I was examining tomatoes in the supermarket the other day, wearing my protective latex gloves, when the woman standing dangerously close to me asked if I thought the tomatoes were “good”. I allowed as how this was, after all, a supermarket and one had to lower one’s expectations. She was also wearing latex gloves. I asked her where she got them. “Oh,” she said, “I bought them in a store. I work at NIH. We’ve been preparing for this for quite a while.” We could have been preparing for this for quite a while, individually and as a country, if we had been told the truth about the situation and the White House hadn’t sat on the responsible agencies to keep them from doing much.
Here we are. We will have an opportunity soon to install competent, experienced, knowledgeable people in positions where they can start to right the ship of state and us along with it. We won’t be trapped in our homes forever. When that opportunity comes we will have to take meaningful action.
What, as Vladimir Lenin once asked, is to be done? Each of us needs to ask ourself “What can I do?” We can give money, of course, if we can afford it. More than that, more importantly, we can invest our energies by knocking on doors, working phone banks, doing whatever volunteer work is needed. And not in our own neighborhood, city or state if the issue isn’t in doubt near you. If you live in California, think about going to Arizona for a few weeks. If you live in New York, Maryland or Washington, DC, go to Pennsylvania. If you live in Chicago or northern Illinois, go to Wisconsin.
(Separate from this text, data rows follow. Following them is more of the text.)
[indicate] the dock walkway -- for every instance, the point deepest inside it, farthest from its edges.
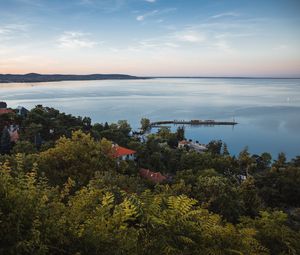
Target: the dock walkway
(192, 122)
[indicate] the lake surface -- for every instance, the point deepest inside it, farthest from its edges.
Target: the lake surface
(267, 110)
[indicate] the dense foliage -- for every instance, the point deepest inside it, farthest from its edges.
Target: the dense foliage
(63, 192)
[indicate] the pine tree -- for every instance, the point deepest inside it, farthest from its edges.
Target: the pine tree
(5, 141)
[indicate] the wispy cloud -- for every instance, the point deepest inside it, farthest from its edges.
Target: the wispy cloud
(226, 14)
(75, 40)
(11, 31)
(154, 13)
(146, 15)
(190, 36)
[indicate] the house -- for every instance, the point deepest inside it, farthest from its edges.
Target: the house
(13, 131)
(183, 143)
(22, 111)
(122, 153)
(3, 105)
(195, 146)
(152, 176)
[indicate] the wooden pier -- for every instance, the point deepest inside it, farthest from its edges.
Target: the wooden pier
(193, 123)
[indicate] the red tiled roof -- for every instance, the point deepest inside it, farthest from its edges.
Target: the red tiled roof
(184, 142)
(121, 151)
(4, 111)
(152, 176)
(14, 136)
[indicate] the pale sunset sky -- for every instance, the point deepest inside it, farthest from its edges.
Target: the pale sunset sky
(151, 37)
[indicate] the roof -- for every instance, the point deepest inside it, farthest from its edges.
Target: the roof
(120, 151)
(14, 136)
(4, 111)
(152, 176)
(184, 142)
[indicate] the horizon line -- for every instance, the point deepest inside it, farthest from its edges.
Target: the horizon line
(166, 76)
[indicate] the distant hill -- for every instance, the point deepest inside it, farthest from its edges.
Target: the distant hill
(35, 77)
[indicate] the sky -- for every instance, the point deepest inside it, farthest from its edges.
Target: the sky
(151, 37)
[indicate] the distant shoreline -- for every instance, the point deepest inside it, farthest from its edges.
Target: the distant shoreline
(220, 77)
(38, 78)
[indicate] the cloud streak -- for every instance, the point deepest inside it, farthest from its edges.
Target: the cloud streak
(75, 40)
(154, 13)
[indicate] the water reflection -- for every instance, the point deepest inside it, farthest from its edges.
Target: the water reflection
(268, 110)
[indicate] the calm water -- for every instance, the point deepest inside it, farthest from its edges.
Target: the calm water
(268, 110)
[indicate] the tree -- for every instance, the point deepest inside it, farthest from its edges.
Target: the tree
(24, 147)
(78, 157)
(180, 133)
(145, 124)
(5, 141)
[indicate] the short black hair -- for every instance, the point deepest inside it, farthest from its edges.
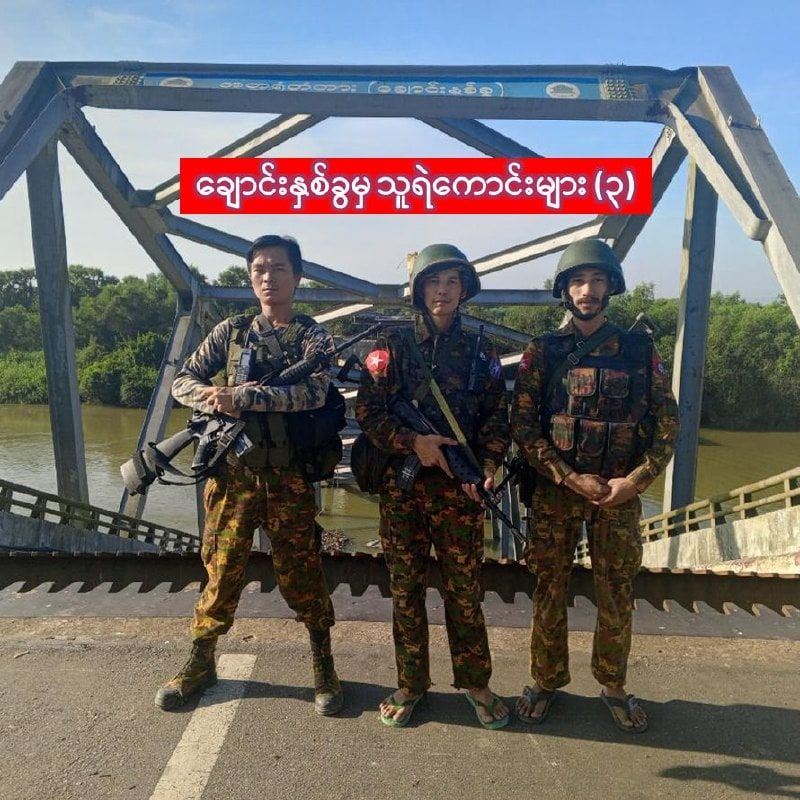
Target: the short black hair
(273, 240)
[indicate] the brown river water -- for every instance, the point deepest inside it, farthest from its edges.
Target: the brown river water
(727, 459)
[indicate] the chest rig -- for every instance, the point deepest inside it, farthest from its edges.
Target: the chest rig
(268, 431)
(460, 366)
(598, 415)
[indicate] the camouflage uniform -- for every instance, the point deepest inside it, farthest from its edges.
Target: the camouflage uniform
(276, 496)
(648, 431)
(436, 512)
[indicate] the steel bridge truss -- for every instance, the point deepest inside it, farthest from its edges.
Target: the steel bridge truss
(701, 114)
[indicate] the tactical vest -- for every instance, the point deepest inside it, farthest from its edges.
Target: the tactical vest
(598, 415)
(268, 431)
(454, 360)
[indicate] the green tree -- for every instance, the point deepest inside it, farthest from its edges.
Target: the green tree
(19, 329)
(122, 310)
(233, 276)
(18, 288)
(87, 282)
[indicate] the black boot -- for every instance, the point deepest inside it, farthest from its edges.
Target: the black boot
(328, 697)
(198, 673)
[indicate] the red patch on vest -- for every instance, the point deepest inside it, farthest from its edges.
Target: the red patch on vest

Working on a political campaign is boring, but it’s also exhilarating, working on a worthy cause at a moment in our history when the stakes couldn’t be greater.
Think about it, though. We’re a long way from the finish line. A lot could change. The election is still eight months away. Assuming that Biden continues to win primaries, he is the likely nominee. Bernie Sanders did well as long as moderate candidates were splitting the moderate vote. With the exit of Pete Buttigieg, Elizabeth Warren and Mike Bloomberg, the moderate vote coalesced around Biden. But the Democratic Convention–if there is one–is also months away.
But that’s in the future. Right now, we’re stuck inside or on our porches if the weather is good. Stay safe, be well and drink plenty of fluids.